In de praktijk viel dat overigens best mee. En trouwens, die Liemburg was ook geen lieverdje. Ze bemoeide zich met van alles en nog wat, zelfs met zaken die haar helemaal niet aangingen. Mijn zaken bijvoorbeeld. Zo tekende zij openlijk protest aan, toen de echtgenote van een collega van haar man, die destijds bij de Leeuwarder Courant chef van de kunstredactie was, niet werd toegelaten als professioneel beeldend kunstenaar in het documentatiebestand van de Kultuerried. Toen ik op mijn beurt daar iets van zei tegenover Frou Liemburg, kreeg ik als als gevleugeld antwoord te horen: Rot op!!! Zoals ze dat later ook wel vaker placht te roepen, tegen verslaggevers van Omrop Fryslân bijvoorbeeld, als ze als burgemeester van Littenseradiel weer eens in het nauw was geraakt. Die voormalige chef kunstredactie van de LC liep gewoon op de afscheidsreceptie van Hemminga rond. Chapeau.

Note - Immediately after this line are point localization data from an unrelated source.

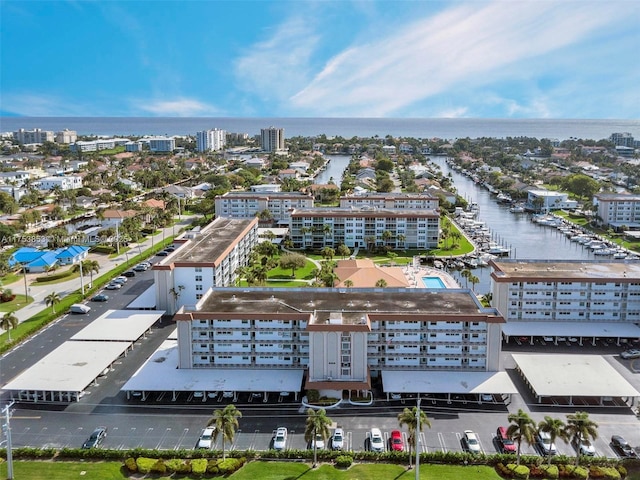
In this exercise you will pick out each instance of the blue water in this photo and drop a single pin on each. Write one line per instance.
(446, 128)
(433, 282)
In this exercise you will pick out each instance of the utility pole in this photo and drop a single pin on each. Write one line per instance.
(7, 432)
(418, 438)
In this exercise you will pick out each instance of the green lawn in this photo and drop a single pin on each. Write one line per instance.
(15, 304)
(255, 470)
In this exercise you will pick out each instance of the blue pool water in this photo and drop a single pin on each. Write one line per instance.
(433, 282)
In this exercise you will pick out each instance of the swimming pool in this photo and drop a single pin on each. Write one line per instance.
(433, 282)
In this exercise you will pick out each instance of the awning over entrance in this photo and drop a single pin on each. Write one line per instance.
(447, 382)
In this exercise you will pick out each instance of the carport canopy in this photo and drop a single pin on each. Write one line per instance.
(69, 368)
(572, 376)
(571, 329)
(119, 325)
(160, 374)
(447, 382)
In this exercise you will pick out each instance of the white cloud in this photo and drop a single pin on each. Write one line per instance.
(272, 69)
(179, 107)
(472, 45)
(41, 105)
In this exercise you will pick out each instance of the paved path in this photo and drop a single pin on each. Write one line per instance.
(39, 292)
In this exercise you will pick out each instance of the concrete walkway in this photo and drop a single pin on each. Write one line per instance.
(39, 292)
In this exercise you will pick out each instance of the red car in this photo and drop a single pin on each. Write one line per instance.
(397, 444)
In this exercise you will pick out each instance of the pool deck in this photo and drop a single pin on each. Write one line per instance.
(414, 276)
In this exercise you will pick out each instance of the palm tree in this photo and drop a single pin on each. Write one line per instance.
(555, 427)
(521, 427)
(225, 421)
(51, 300)
(409, 417)
(580, 427)
(88, 267)
(9, 321)
(317, 424)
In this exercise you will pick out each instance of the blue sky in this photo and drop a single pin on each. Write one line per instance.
(361, 58)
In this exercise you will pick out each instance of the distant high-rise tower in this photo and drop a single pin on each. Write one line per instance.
(211, 140)
(272, 139)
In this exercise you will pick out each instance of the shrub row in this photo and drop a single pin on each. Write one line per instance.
(196, 466)
(455, 458)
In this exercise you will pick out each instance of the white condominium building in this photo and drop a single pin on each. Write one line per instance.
(210, 140)
(37, 135)
(272, 139)
(65, 183)
(161, 144)
(618, 210)
(577, 298)
(341, 338)
(204, 259)
(391, 200)
(249, 205)
(364, 227)
(66, 136)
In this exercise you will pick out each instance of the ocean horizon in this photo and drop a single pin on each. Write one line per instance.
(424, 128)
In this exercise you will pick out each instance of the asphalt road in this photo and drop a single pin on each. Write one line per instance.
(163, 424)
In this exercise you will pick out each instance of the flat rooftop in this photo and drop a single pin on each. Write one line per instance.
(363, 211)
(447, 382)
(211, 243)
(160, 374)
(351, 303)
(573, 375)
(589, 271)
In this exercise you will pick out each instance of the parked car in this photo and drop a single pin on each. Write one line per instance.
(337, 439)
(622, 447)
(583, 447)
(506, 444)
(280, 439)
(628, 354)
(206, 439)
(546, 445)
(79, 308)
(397, 444)
(376, 441)
(96, 438)
(471, 439)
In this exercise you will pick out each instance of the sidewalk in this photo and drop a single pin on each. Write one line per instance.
(106, 264)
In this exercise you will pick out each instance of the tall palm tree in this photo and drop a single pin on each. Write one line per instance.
(51, 300)
(521, 427)
(555, 427)
(581, 427)
(9, 321)
(225, 421)
(317, 424)
(409, 417)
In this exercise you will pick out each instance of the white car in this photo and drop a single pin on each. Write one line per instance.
(628, 354)
(471, 439)
(583, 447)
(337, 440)
(280, 439)
(376, 440)
(545, 443)
(318, 442)
(206, 439)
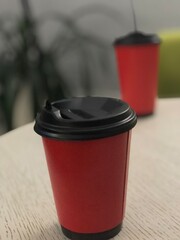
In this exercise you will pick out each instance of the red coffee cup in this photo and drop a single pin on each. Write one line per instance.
(137, 57)
(87, 141)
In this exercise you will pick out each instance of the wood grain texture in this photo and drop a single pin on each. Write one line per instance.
(27, 210)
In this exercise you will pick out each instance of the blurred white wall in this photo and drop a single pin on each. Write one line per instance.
(152, 16)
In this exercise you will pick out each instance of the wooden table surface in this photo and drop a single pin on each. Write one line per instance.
(27, 210)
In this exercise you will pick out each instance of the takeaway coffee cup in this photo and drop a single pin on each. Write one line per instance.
(137, 57)
(87, 141)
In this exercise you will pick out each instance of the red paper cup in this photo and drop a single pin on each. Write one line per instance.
(87, 141)
(137, 62)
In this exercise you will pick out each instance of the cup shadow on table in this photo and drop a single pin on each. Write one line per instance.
(52, 232)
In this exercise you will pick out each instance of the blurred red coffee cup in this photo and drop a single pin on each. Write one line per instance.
(87, 143)
(137, 56)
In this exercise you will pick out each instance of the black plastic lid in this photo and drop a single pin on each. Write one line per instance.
(137, 38)
(84, 118)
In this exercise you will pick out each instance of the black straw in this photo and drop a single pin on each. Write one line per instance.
(134, 15)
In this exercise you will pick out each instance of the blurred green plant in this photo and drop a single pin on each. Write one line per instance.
(25, 62)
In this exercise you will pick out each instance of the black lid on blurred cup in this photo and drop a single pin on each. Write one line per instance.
(137, 38)
(83, 118)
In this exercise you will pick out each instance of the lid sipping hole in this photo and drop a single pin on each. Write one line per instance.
(81, 113)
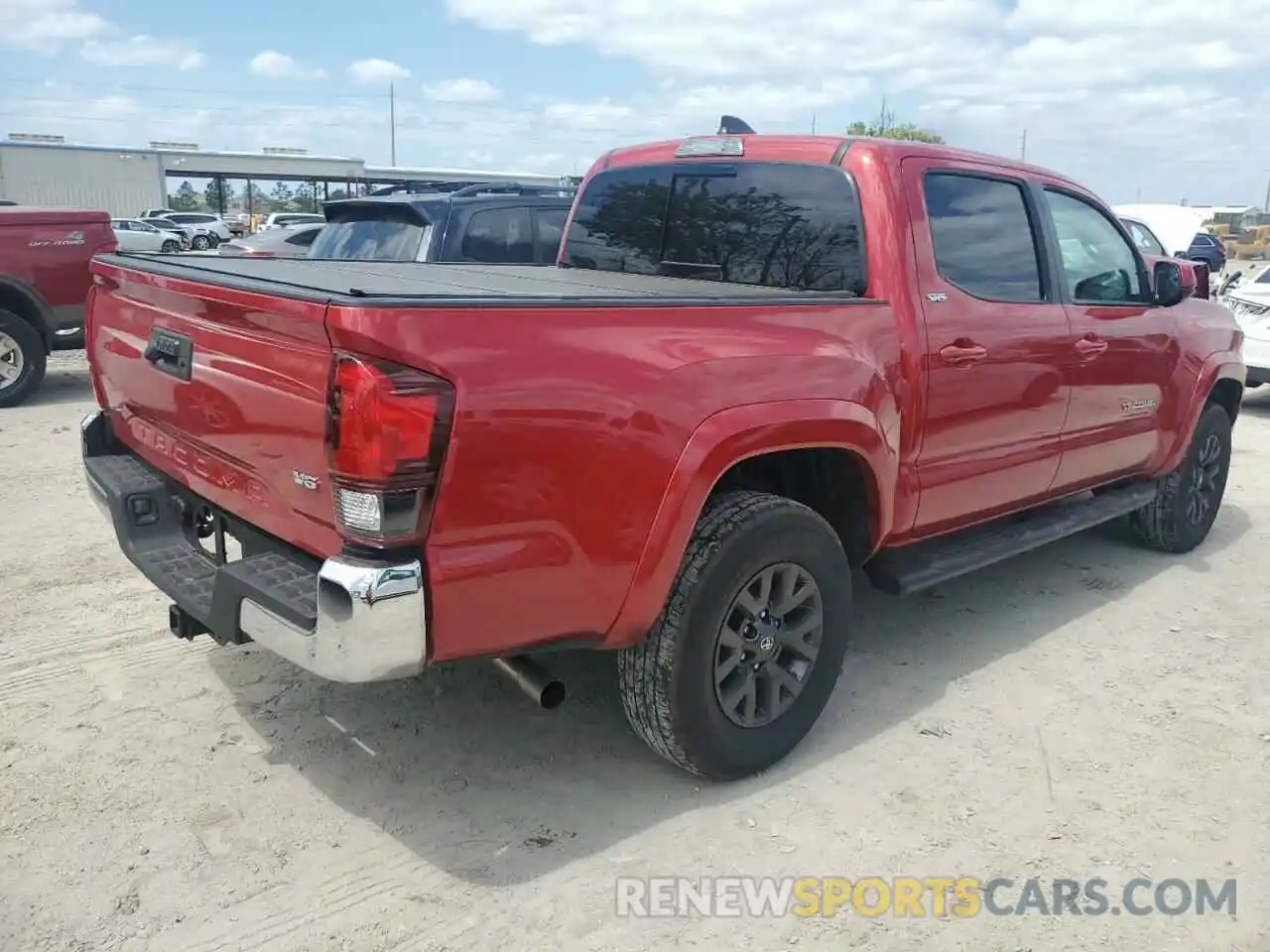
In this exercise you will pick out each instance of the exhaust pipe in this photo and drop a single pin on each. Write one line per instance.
(544, 689)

Ach, Frou Liemburg, haar geest waarde gisteren nog even rond boven de hoofden van al die krasse knarren die in de afgelopen decennia het pad van Hemminga hebben gekruist. Bij Ton Entius bijvoorbeeld, de voormalige directeur van het NOGC (weet iemand nog wat dat was? Nee? Dat was het Nationaal Overleg Gewestelijke Cultuur). Ton vertelde me nog een fraaie anekdote over Frou Liemburg. In de jaren tachtig was hij een tijdje directeur ad-interim bij het Fonds voor de Letteren. Liemburg zat destijds in de Tweede Kamer. Op een goede dag kwam ze zomaar binnenlopen op het kantoor van het Fonds en begon luid te roepen dat het schandalig was dat Friese schrijvers zo weinig subsidie kregen. Iedereen keek verbijsterd op wie die amok-makende gek uit Friesland toch wel wezen mocht. Het effect van deze kamikazeactie was natuurlijk compleet averechts. Maar genoeg over die mallotige Liemburg.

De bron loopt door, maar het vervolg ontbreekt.